U.S. Hits Back at China With New Visa Restrictions on Journalists
The Department of Homeland Security said on Friday that Chinese journalists working for non-American news outlets would be limited to 90-day work visas — a significant reduction from the open-ended, single-entry visas previously granted to most journalists with Chinese passports. They will be allowed to apply for extensions, although those will also be limited to 90 days.
The latest action is part of a monthslong clash between the United States and China over each other’s media presence abroad — fueled by deteriorating diplomatic relations. Tensions between Washington and Beijing have escalated during the coronavirus pandemic, which began in China.
Chinese journalists in the United States who try to do independent journalism privately expressed worries about the future of their work, and said they did not want to be caught in the middle of such a conflict. American journalists in China have voiced similar concerns.
In announcing the restrictions, American officials said the rules were necessary to counterbalance the “suppression of independent journalism” in China. The move raises the likelihood of further retaliation from Beijing against journalists from American news outlets. In March, the Chinese government expelled almost all American journalists from The New York Times, The Washington Post and The Wall Street Journal, arguing that the move was “entirely necessary and reciprocal.” Each of those outlets still has at least one full-time correspondent in mainland China, mostly non-Americans.
In recent years, China increasingly has granted visas and permits with short durations, limited to one to six months, to some resident journalists to try to force news organizations to self-censor their coverage. China traditionally grants one-year, multiple-entry visas to resident foreign journalists, and most still get those.
That policy had been formally proposed by David R. Stilwell, assistant secretary of state for East Asian and Pacific Affairs, and got support on Feb. 24 at an interagency meeting at the White House run by Matthew Pottinger, the deputy national security adviser and a former Wall Street Journal reporter in China, according to a senior administration official.
State Department officials said at the time of the announcement that the agency had been examining potential reciprocal actions against China for its current restrictions on American journalists there. In a briefing with reporters, one official pointed out that any “follow-on considerations” about length of stays in the United States for Chinese journalists would fall under the Department of Homeland Security’s purview.
The new American rule goes into effect on Monday. The regulation itself cites the March expulsions by China as justification for the restrictions, describing Beijing’s actions as “not merely ‘reciprocal’ as it claims, but instead an escalation of hostile measures targeting a free press within its borders.”
The regulation also noted that American journalists in China were being issued increasingly shorter visas after publishing coverage critical of the Chinese Communist Party.

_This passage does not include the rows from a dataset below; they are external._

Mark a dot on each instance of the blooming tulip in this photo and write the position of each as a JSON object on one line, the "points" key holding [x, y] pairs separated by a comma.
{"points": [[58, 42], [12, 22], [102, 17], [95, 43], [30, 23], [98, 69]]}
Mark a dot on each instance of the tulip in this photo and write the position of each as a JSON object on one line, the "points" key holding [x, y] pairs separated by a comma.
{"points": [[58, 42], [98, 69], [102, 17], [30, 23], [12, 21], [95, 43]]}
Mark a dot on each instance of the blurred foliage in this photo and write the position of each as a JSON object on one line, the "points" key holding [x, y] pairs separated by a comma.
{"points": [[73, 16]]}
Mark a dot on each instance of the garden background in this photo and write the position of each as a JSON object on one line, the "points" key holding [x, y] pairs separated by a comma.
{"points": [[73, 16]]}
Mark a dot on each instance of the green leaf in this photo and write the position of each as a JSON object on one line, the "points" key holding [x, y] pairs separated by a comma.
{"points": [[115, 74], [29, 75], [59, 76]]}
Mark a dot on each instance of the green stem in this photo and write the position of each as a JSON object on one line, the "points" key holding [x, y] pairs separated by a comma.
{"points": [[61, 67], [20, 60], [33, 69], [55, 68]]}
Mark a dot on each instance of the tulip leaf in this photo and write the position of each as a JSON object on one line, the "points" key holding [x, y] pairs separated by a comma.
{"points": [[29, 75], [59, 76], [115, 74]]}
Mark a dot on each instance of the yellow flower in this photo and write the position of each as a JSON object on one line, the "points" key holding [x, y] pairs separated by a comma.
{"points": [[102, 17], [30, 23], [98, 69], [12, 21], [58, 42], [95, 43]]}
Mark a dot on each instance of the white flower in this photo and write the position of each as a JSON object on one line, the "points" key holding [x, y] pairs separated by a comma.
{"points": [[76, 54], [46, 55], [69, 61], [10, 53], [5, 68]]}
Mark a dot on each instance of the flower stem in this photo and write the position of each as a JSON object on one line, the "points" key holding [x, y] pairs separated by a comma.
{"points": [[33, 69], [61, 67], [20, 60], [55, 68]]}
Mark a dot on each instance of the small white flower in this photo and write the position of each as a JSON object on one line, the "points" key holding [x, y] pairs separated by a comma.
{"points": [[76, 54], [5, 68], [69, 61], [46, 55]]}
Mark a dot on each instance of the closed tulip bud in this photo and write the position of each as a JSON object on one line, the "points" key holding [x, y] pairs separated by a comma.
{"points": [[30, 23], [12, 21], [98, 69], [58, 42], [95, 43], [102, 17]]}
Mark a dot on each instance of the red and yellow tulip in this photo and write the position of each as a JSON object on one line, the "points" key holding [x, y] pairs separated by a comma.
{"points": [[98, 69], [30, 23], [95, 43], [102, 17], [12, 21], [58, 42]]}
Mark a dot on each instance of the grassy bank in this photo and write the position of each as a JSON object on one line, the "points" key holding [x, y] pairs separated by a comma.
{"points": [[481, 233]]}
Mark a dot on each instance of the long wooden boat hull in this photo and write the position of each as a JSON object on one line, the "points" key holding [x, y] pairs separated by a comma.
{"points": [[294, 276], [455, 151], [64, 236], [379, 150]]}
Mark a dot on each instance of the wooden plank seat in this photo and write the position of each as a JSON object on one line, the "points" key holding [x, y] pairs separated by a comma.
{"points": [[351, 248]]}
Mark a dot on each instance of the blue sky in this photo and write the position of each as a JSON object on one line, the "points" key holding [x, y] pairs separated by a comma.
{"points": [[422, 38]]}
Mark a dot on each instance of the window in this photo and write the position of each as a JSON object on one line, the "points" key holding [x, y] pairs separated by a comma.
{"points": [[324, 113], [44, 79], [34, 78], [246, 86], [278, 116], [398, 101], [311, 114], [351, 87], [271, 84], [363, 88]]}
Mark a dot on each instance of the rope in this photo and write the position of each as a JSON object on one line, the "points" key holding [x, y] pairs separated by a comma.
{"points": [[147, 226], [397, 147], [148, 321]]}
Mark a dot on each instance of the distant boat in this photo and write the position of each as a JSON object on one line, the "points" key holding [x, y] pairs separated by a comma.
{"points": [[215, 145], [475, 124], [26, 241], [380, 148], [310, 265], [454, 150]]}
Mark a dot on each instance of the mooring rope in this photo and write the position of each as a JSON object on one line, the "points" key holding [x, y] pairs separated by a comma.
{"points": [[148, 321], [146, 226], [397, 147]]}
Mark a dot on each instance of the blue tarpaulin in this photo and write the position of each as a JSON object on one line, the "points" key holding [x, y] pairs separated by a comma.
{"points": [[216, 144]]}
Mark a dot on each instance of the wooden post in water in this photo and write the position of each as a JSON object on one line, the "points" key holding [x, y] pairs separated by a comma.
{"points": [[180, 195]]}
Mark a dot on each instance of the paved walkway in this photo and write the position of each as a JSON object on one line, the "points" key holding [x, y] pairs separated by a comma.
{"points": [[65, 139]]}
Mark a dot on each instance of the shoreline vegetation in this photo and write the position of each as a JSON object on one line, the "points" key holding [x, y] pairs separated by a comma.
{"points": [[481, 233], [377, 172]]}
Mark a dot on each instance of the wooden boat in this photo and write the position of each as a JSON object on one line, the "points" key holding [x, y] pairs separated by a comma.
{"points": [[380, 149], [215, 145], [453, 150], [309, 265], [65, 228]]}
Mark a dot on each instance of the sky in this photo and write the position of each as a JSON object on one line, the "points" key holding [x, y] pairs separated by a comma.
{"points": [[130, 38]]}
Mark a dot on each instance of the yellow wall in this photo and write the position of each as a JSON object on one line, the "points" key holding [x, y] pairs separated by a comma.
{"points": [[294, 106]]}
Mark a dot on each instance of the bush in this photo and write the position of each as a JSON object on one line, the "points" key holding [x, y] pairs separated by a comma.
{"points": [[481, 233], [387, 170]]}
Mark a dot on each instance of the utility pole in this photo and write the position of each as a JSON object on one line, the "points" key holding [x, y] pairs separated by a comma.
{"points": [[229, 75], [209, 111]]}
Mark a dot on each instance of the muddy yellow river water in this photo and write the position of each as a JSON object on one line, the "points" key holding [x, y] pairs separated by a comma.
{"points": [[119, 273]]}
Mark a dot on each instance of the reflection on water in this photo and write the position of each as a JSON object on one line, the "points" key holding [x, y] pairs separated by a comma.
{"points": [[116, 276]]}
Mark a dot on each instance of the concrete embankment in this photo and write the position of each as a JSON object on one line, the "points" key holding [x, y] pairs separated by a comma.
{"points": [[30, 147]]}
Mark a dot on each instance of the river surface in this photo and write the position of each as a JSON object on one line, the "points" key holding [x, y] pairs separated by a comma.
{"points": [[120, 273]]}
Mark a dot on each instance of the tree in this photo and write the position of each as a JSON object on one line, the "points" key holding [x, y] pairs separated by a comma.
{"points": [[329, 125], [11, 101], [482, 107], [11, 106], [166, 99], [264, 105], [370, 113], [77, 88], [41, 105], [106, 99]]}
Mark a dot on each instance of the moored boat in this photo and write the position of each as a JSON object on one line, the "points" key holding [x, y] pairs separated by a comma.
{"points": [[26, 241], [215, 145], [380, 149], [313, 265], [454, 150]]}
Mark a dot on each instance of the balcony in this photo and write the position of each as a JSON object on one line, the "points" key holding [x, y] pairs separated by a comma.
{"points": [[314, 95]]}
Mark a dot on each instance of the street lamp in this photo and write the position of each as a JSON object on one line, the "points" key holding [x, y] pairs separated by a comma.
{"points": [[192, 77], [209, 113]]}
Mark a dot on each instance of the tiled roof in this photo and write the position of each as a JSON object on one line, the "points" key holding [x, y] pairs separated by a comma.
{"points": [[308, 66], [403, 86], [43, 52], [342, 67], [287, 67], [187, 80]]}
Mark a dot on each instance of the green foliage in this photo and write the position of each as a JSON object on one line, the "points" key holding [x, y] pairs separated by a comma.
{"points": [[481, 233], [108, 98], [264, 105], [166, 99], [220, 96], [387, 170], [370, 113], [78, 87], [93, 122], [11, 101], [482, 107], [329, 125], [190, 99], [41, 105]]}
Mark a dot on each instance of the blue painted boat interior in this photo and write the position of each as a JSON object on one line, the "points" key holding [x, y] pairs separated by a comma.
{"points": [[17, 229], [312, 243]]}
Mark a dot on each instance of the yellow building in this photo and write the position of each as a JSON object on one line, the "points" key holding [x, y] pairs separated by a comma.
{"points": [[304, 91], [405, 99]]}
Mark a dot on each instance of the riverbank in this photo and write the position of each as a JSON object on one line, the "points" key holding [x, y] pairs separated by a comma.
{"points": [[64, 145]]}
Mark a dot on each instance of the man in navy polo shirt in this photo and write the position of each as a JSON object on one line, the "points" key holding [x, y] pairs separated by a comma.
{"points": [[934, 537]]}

Journalists with travel documents from Hong Kong and Macao, semiautonomous territories, are exempt from the new rule.
The Trump administration did not issue an announcement about the new restrictions, instead quietly posting the formal text on Friday.
Bill Bishop, the publisher of an online China newsletter, Sinocism, said it was not useful to impose harsh restrictions on Chinese journalists in the United States.
“The party doesn’t care nearly as much about the journalists as it does about distribution and platforms that allow it to further the goal of increasing the P.R.C. global discourse power and allowing it to push its messaging globally,” he said, referring to the People’s Republic of China.
“But going after distribution and platforms access has First Amendment ramifications,” he added.
Chinese state-controlled news media quickly criticized the restrictions. Global Times, a nationalist tabloid, published an article quoting several Chinese academics who said the decision showed American officials’ “lack of confidence” and “double standard.”
“The U.S. has long labeled itself as valuing ‘freedom of the press,’ but its actions were full of hypocrisy,” Zhang Tengjun, an assistant research fellow at the China Institute of International Studies, was quoted as saying in the tabloid.
The relationship between China and the United States had already frayed under President Trump and Pres
ident Xi Jinping. In 2018, Mr. Trump started a protracted trade war. But the pandemic has unleashed a new level of vitriol and recrimination.
Mr. Trump and his aides have repeatedly emphasized China’s early attempts to cover up the severity of the coronavirus outbreak, which emerged in the city of Wuhan, and have cast doubt on the veracity of China’s reported death toll.
Mr. Trump has also suggested that the United States could seek damages from China for the pandemic’s economic wreckage and deadly toll. Critics say the Trump administration’s campaign to blame China is mainly aimed at distracting from the White House’s own deep failures during the outbreak.
Beijing, for its part, has seized on the crisis as an opportunity to cast itself as an alternative to the United States for global leadership. Chinese diplomats have repeatedly compared the official death toll in China to the soaring numbers in the United States, which was slow to respond to the threat of the virus.
The visa restrictions from Washington on Friday were not unexpected, since administration officials had been discussing harsher actions against Chinese news media organizations through the winter and spring.
Intelligence officials have long considered some of the journalists at Chinese state media outlets to be spies, and after the expulsions of American reporters in March, some American officials had pushed for a stronger crackdown on those suspected Chinese agents. The Trump administration might take action on that later, if intelligence officials advocating the move win the interagency argument.